Middle East

Jordan calls on Israel to return leased lands after widespread political pressure

Approximately 200 protesters on Friday had called on the government to invoke the ending of the deal (Mohammad Ersan)

King Abdullah II has said that Jordan has notified Israel that it wants to reclaim territories leased under a 1994 peace deal between the two countries.

Sunday's announcement comes after a political campaign from parties and unions across the political spectrum to press the government to withdraw from the deal.

"We have informed Israel [that we are putting] an end to the application of the peace treaty annexes regarding Baqura and Ghumar," said the king.

"Israel was informed today of the Jordanian decision," the monarch said, stressing that "Baqura and Ghumar are Jordanian land and will remain Jordanian".

The Wadi Araba peace treaty had allowed Israel to use the lands for 25 years and allowed either party to inform the other before the end of the land rental period if they want to end the agreement.

Ghumar is 4,000 dunums of border lands that fall within the Aqaba district that is agriculturally rich and has plenty of underground water. Israel occupied the lands during the 1967 Middle East war.

Baqura is 6,000 dunums and falls east of the Jordan River and is part of the Irbid district.

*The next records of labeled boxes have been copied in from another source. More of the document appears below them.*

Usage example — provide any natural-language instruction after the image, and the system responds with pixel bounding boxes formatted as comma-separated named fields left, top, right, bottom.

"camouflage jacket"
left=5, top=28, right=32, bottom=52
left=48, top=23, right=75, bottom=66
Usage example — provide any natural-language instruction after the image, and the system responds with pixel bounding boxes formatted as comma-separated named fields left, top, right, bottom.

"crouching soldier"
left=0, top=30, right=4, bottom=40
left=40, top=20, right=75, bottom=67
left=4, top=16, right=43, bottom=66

Opposition Jordanian parties, including Islamists, leftists and pan-Arabists, as well as professional unions and political activists, had all taken part in the campaign to call for the ending of the deal.

According to annex 1B in the agreement, after the end of the 25 years the agreement would be automatically renewed for an equal number of years unless one party informed the other of its desire to end it by a date no later than 25 October, 2018.

In such a case, both parties would begin discussion based on the desire of either side.

Upon the signing of the peace agreement, Jordan had been satisfied by the fact that Israel recognised its sovereignty over the land and had left the issue of annex 1b for later discussion.

'Jordan rise up, Baqura must be returned'

As the 25 October legal deadline had approached, the National Forum for the Return of the Baqura and Ghumar Land had staged a series of protests.

In the most recent demonstration on Friday, the Forum, which includes professional and trade unions, organised a protest march from the Professional Unions Complex to the government's headquarters on the Fourth Circle in Amman, which is located 3km away.

Approximately 200 protesters had called on the government to invoke the ending of the deal before the deadline so that the lands could return to Jordanian sovereignty.


the National Forum for the Return of the Baqora and Al Ghamra Land had staged a series of protests (Mohammad Ersan)

The protesters had chanted slogans including "Jordan rise up, Baqura must be returned" and "People want dignity. It is a matter of national dignity". They also held up signs saying: "Earth equals dignity".

Speaking before the king's announcement, Rula Hroub, a former Jordanian MP who heads the Al Urdun Aqwa (Jordan is stronger) Party and one of the participants in the march, told Middle East Eye: "The government position is elusive and their response to political and popular protests is weak and we want to send a clear message that we are not interested in the renewal of this annex."

Prior to the march, members of the committee to protest normalisation in the Bar Association issued hundreds of legal writs against the prime minister in his official capacity.

The writs were delivered in all the courts of the kingdom and called on the government to inform Israel that Jordan does not want to renew the rental agreement of the lands of Baqura and Ghumar.

Mazen Rshedat, the head of the Jordan Bar Association, told MEE "that the legal writs are a legal process aimed at suing the government in case it refused to return the land because the government is not obliged to automatically renew the annex and it must return sovereignty of these lands".

"According to our constitution, it is unacceptable that Jordanian lands are not under the countrys sovereignty," he said.

The previously vague answers and general silence of the government about its legal plans had pushed 86 of the 130 members of the Jordanian parliament to sign a memorandum calling on the government to revisit its position on the issue of the Israeli use of the lands.

Khaled Ramadan a left-wing member of parliament, had told MEE that MPs were considering "the possibility of a no confidence vote in the government if it fails to respond to the requests of the majority of the parliamentarians".

Arbitration process

Legally, Anis Qassem, a Palestinian expert on international law, said that the "right to use the lands of Baqura and Ghumar was given to Israel and gave it de facto sovereignty while Jordan has superficial sovereignty".

"The difference is clear in the annex which states that Israel can use those two lands and that Israelis can enter those lands without a visa or permission," he said.

If Jordan needs to stop Israelis from using these lands, Qassem told MEE, then both parties will enter into open-ended negotiations and if these negotiations fail then they can go to arbitration.

The arbitration clause in the Jordan-Israel agreement is the same as the one in the Camp David agreement without specifying where it will take place and under which law it will be executed, Qassem explained.

Article 29 from the Wadi Araba peace treaty between Jordan and Israel states that resolving conflicts will be done through agreement between parties and if that fails then it will be turned to arbitration.